KAISER was the proposed software fix. What KAISER does is rather than mapping the whole kernel memory in the user’s virtual address space, only the required kernel memory addresses for the few x86 architecture operations are accessible in user space. The few required kernel memory addresses do not store any secrets so it is unlikely for a leakage. In addition, by only having the essential kernel memory address mapped in user space, the size is so small thus finding the location of the kernel memory in the virtual address space is non-trivial. In Linux, known as Kernel Page-Table Isolation (KPTI), this creates two page tables, one page table is for user mode and the other page table is for kernel mode. By using two page tables, when in user mode, only the user mode table can be accessed. This means, only the user memory space and the required kernel memory is mapped in the virtual memory address space. Only when you are in kernel mode, do you have access to the rest of the kernel mode memory, including a mapping of the whole physical address space.
Though Meltdown may be fixed in newer Intel processors, the concept of the attack spawn a new wave of research into the field of out-of-order execution security flaws. In March 2020, a new theoretical attack was discovered known as Load Value Injection (LVI).
The key takeaway is that there are always new security flaws to be discovered and we should always be aware that today, we might assume our systems are secure, but a novel attack may be discovered tomorrow.
Meltdown vs. Spectre
Meltdown and Spectre have the same fundamental idea: they leverage out-of-order execution and a cache covert channel to infer data that was not supposed to be accessible to them. The key difference between Meltdown and Spectre is that Meltdown is completely independent from the victim’s software. It works whenever there is a vulnerable CPU and an unpatched operating system. However, it is also more limited for the same reason: not all CPUs are vulnerable, and operating systems have known solutions to prevent it. In fact, the solution to Meltdown (KAISER) was known even before Meltdown appeared, though it was intended to solve a different but related problem.
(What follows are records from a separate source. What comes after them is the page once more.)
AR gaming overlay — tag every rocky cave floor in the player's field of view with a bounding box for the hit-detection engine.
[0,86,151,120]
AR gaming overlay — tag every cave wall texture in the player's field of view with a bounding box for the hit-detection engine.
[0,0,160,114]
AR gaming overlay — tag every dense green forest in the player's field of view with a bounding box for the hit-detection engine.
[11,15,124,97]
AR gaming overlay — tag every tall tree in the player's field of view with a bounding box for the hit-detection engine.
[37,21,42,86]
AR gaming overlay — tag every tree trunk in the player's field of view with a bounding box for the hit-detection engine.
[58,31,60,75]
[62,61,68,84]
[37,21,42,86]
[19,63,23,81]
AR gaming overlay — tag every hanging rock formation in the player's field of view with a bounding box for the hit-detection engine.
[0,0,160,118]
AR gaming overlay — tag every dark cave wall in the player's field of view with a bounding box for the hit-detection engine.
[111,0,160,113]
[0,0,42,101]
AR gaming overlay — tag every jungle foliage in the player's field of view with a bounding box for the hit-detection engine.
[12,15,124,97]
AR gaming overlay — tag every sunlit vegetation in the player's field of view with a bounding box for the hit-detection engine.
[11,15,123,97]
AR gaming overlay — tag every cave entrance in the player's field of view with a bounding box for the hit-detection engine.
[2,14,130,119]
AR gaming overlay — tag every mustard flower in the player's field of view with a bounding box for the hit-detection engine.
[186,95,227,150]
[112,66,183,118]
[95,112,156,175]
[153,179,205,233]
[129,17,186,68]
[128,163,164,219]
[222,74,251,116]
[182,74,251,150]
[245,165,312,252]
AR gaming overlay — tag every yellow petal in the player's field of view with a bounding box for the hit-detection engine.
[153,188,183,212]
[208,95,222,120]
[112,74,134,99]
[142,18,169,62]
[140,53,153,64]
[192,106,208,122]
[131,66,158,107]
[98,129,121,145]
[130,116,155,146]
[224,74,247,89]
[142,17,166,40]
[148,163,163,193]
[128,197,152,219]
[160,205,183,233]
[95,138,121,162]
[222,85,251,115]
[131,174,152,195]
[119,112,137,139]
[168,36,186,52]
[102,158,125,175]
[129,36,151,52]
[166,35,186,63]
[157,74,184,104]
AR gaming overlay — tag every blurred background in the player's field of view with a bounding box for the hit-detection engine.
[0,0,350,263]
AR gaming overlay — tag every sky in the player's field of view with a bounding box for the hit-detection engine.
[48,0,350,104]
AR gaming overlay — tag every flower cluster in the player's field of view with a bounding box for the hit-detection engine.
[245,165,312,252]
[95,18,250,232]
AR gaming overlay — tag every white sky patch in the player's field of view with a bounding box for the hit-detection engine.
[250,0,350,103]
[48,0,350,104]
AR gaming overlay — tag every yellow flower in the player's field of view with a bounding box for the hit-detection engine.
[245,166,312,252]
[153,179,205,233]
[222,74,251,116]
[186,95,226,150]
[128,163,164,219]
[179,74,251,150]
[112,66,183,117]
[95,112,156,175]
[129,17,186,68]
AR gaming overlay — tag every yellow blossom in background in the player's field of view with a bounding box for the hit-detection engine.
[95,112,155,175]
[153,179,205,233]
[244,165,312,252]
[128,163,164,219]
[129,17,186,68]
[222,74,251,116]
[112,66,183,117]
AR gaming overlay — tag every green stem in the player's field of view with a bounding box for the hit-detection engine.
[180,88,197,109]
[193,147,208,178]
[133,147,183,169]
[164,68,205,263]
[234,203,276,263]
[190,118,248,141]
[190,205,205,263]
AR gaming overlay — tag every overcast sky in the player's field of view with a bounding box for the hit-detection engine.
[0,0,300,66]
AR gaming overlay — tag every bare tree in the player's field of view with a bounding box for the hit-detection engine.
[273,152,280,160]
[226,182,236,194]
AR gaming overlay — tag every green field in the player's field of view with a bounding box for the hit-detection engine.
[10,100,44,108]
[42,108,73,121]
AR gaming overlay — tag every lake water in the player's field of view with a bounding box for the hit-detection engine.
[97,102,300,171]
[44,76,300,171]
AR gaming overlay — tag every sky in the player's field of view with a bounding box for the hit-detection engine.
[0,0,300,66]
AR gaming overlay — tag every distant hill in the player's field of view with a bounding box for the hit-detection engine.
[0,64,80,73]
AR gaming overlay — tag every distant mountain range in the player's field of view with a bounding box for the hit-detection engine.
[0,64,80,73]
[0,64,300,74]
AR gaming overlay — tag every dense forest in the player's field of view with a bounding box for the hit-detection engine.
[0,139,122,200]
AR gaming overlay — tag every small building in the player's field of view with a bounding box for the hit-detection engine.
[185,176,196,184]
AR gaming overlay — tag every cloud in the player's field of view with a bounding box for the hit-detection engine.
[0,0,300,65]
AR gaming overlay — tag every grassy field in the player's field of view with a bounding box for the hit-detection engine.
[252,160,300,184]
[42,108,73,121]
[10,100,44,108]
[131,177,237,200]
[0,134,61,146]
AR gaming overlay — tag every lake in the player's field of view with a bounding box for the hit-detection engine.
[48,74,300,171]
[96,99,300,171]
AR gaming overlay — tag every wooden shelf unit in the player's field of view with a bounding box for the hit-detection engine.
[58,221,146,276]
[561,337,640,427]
Spectre requires an attacker to find specific vulnerabilities to each piece of software that they want to break. For instance, the above code snippet can be used to leak the value of target_array[x] similarly to the way it was done in Meltdown. Except that transient instructions under the condition are forced by mistraining the CPU to always go along that branch, but then using a value of x that is out of bounds of target_array. The CPU will still speculatively execute the branch and perform the access to the probe_array based on the value outside target_array. From there, we already know how to reconstruct that value.
References
[1] M. Lipp, M. Schwarz, D. Gruss, T. Prescher, W. Haas, A. Fogh, J. Horn, S. Mangard, P. Kocher, D. Genkin, Y. Yarom, and M. Hamburg, “Meltdown: Reading kernel memory from user space,” in 27th USENIX Security Symposium (USENIX Security 18), 2018.
[2] P. Kocher, J. Horn, A. Fogh, , D. Genkin, D. Gruss, W. Haas, M. Hamburg, M. Lipp, S. Mangard, T. Prescher, M. Schwarz, and Y. Yarom, “Spectre attacks: Exploiting speculative execution,” in 40th IEEE Symposium on Security and Privacy (S&P’19), 2019.